Question

Here is the schema Employee (name,sex,salary,deptName) and name is the primary key

SELECT deptname
FROM employee
WHERE sex=m
GROUP BY deptName HAVING avg(salary) >
  (SELECT avg(salary)
   FROM employee)

I want to understand the part having avg(salary) what does that part actually do? since we dont include the salary select clause,

SELECT deptname
FROM employee
WHERE sex=m
GROUP BY deptName

This part will give me group of deptName, just one column nothing else, I am wondering how having (avg(salary)) is working, it is taking avg of all employees from the table or what?

Anyone who can tell me Thanks

Was it helpful?

Solution

WHERE filters records before they are grouped; whereas HAVING filters the results after they have been grouped. Expressions, using functions or operators, can be used in either clause (although aggregate functions like AVG() cannot be used in the WHERE clause as the records would not have been grouped when that clause is evaluated).

Thus your query filters a list of departments for those where the average salary of that department's male workers is greater than the overall (company) average salary.

OTHER TIPS

SELECT AVG(salary)
   FROM employee

By above query first you will get avg salary of all employees.

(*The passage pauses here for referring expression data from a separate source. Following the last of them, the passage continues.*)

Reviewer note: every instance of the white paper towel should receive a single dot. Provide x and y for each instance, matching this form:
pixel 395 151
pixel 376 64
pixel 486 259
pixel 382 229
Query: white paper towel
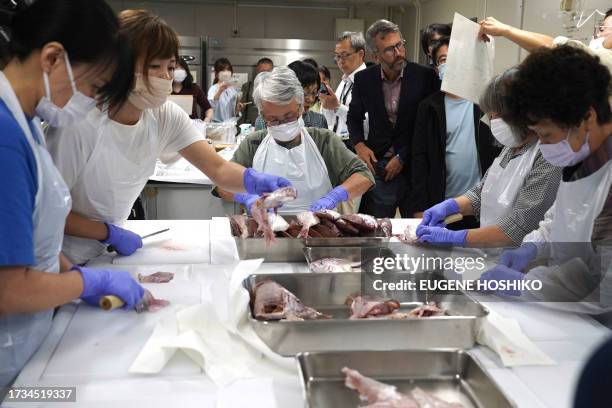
pixel 215 335
pixel 505 337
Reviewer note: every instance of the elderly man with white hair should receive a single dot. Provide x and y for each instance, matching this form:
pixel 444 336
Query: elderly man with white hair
pixel 321 168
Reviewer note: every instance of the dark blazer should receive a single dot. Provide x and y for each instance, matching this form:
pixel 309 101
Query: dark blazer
pixel 429 151
pixel 418 82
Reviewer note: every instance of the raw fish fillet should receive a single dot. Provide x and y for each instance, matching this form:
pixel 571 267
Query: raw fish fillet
pixel 157 277
pixel 381 395
pixel 267 201
pixel 363 307
pixel 274 302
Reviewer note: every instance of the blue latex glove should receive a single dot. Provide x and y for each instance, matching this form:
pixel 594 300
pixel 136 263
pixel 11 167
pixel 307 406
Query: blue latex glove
pixel 439 235
pixel 246 199
pixel 102 282
pixel 519 258
pixel 259 183
pixel 331 199
pixel 435 215
pixel 123 241
pixel 503 273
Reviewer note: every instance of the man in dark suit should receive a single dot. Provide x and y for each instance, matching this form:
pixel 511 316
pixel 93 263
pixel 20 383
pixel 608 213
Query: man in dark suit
pixel 390 93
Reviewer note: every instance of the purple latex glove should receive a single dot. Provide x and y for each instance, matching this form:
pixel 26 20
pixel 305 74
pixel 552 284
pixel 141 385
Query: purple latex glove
pixel 102 282
pixel 504 275
pixel 435 215
pixel 439 235
pixel 330 200
pixel 520 257
pixel 123 241
pixel 246 199
pixel 259 183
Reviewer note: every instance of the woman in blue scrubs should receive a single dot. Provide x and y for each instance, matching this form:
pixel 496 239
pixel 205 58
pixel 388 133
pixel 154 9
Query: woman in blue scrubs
pixel 61 59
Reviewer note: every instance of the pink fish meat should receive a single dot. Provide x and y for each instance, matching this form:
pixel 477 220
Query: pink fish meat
pixel 157 277
pixel 364 307
pixel 274 302
pixel 380 395
pixel 306 219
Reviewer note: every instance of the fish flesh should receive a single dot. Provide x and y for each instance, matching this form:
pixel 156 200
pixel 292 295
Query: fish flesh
pixel 363 307
pixel 157 277
pixel 363 222
pixel 330 215
pixel 150 303
pixel 238 223
pixel 385 228
pixel 380 395
pixel 277 222
pixel 376 393
pixel 327 265
pixel 274 302
pixel 306 219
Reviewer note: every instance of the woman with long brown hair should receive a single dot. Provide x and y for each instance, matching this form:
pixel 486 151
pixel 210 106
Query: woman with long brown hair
pixel 107 159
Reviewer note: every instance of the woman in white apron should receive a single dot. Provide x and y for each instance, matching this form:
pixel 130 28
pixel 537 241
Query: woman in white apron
pixel 287 149
pixel 107 159
pixel 574 126
pixel 39 80
pixel 514 194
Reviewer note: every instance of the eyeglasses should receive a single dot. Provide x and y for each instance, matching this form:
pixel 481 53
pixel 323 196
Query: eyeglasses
pixel 312 95
pixel 344 56
pixel 390 51
pixel 277 122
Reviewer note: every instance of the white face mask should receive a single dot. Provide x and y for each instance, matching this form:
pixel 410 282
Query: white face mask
pixel 441 71
pixel 596 43
pixel 180 75
pixel 561 154
pixel 144 98
pixel 287 131
pixel 503 133
pixel 225 76
pixel 76 108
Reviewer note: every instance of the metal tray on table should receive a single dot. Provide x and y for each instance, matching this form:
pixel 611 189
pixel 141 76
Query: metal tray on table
pixel 452 375
pixel 327 293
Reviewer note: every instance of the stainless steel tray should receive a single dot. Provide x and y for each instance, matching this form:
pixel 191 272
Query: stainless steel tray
pixel 452 375
pixel 327 293
pixel 291 249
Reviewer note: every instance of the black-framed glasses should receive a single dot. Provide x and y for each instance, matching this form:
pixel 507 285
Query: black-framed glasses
pixel 344 56
pixel 277 122
pixel 390 51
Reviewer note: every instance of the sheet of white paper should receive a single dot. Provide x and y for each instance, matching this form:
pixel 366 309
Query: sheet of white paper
pixel 184 101
pixel 505 337
pixel 469 63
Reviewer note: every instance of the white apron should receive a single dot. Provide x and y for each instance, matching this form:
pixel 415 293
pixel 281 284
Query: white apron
pixel 501 187
pixel 303 166
pixel 22 334
pixel 111 182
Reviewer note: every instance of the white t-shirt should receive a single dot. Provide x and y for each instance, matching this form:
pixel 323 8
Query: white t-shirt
pixel 71 147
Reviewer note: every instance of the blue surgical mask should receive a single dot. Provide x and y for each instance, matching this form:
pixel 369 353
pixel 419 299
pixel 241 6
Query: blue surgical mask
pixel 561 154
pixel 441 71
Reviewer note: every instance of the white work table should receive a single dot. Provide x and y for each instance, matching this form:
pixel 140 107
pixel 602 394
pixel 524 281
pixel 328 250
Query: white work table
pixel 92 350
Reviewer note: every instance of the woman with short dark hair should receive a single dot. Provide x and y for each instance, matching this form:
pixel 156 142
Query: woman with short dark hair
pixel 183 85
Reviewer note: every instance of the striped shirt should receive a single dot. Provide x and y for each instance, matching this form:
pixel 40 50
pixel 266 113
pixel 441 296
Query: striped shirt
pixel 311 119
pixel 534 198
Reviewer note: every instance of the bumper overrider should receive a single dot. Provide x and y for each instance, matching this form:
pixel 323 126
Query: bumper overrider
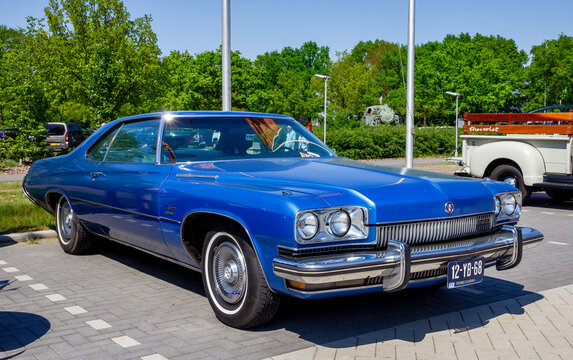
pixel 395 266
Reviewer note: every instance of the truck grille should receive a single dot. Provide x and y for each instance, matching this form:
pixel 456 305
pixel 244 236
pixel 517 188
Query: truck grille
pixel 435 230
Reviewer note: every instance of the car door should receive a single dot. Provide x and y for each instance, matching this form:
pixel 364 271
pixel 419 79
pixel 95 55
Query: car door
pixel 126 183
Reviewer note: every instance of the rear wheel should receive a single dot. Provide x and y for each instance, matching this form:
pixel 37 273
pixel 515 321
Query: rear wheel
pixel 559 194
pixel 73 238
pixel 234 280
pixel 510 174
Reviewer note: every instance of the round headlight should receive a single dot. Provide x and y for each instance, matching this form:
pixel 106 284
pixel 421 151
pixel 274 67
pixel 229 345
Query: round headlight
pixel 307 226
pixel 339 222
pixel 508 204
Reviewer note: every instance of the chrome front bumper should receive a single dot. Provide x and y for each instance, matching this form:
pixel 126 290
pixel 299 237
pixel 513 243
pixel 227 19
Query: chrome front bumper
pixel 395 264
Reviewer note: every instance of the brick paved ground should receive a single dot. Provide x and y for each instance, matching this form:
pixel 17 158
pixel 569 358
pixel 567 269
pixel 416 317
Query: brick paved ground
pixel 124 304
pixel 526 327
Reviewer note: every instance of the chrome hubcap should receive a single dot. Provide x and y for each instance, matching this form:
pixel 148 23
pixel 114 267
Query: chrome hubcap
pixel 66 219
pixel 230 272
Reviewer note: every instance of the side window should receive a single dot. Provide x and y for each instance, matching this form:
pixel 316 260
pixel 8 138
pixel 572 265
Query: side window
pixel 131 143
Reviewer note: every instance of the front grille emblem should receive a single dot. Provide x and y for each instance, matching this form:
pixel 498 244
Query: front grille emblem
pixel 449 207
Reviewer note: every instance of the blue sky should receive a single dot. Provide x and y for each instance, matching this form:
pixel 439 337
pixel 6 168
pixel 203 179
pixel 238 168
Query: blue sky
pixel 264 25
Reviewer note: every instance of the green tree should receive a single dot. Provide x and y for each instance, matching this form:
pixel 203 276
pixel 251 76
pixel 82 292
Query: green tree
pixel 489 72
pixel 285 80
pixel 350 85
pixel 194 82
pixel 95 55
pixel 550 74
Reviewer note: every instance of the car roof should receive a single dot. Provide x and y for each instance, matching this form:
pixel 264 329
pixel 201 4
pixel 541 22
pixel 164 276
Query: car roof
pixel 226 114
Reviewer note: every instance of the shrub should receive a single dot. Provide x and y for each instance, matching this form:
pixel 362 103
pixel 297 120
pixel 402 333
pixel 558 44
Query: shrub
pixel 386 141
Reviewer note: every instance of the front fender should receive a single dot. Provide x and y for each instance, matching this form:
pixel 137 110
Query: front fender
pixel 527 157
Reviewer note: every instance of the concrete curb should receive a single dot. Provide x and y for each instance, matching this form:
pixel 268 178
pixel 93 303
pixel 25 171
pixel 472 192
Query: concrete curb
pixel 22 237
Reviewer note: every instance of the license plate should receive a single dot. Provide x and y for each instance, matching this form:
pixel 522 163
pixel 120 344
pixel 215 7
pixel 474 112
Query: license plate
pixel 465 272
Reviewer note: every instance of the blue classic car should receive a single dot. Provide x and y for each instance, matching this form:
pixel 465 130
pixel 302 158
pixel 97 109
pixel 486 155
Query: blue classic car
pixel 263 208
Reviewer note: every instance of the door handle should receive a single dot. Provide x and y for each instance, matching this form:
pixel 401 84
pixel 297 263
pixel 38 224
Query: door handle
pixel 96 174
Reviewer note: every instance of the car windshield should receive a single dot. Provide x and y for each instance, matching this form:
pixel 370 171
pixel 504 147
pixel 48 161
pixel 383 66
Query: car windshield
pixel 201 139
pixel 55 129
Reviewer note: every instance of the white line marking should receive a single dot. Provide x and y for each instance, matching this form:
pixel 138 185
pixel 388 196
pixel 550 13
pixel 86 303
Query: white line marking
pixel 558 243
pixel 154 357
pixel 125 341
pixel 23 278
pixel 74 310
pixel 471 291
pixel 55 297
pixel 39 287
pixel 98 324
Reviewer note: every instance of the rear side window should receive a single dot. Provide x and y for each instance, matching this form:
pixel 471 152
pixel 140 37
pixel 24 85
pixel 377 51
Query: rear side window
pixel 97 153
pixel 55 129
pixel 131 143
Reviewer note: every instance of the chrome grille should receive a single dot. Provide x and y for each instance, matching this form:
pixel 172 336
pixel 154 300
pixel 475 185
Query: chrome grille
pixel 435 230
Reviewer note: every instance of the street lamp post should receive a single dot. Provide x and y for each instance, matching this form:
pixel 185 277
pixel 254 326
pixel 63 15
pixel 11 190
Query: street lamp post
pixel 226 53
pixel 456 121
pixel 326 78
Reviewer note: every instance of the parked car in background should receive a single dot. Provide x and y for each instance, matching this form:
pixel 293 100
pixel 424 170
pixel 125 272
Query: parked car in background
pixel 533 151
pixel 269 210
pixel 6 133
pixel 63 136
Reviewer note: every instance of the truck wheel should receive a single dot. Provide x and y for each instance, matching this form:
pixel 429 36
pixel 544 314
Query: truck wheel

Now you are getting only department whose avg salary is greater than avg salary of all employees.

The having clause works like a where condition for the 'group by deptName' clause. All rows are grouped by value of deptName column. For each group, the average is calculated on the values of salary for that particular group.

Therefore, for all groups, only if the average salary for that particular 'deptName' group is greater than the average salary for all employees, the row from that group would show.

having is like WHERE clause but its for aggregate functions Like AVG.

so your query will look for average of every deptname. BUT in your query

 having avg(salary) > (select  avg(salary) from employee)

you maybe want give an average to compare with.

like

   having avg(salary) > 25 

so this will select only those who have average > 25.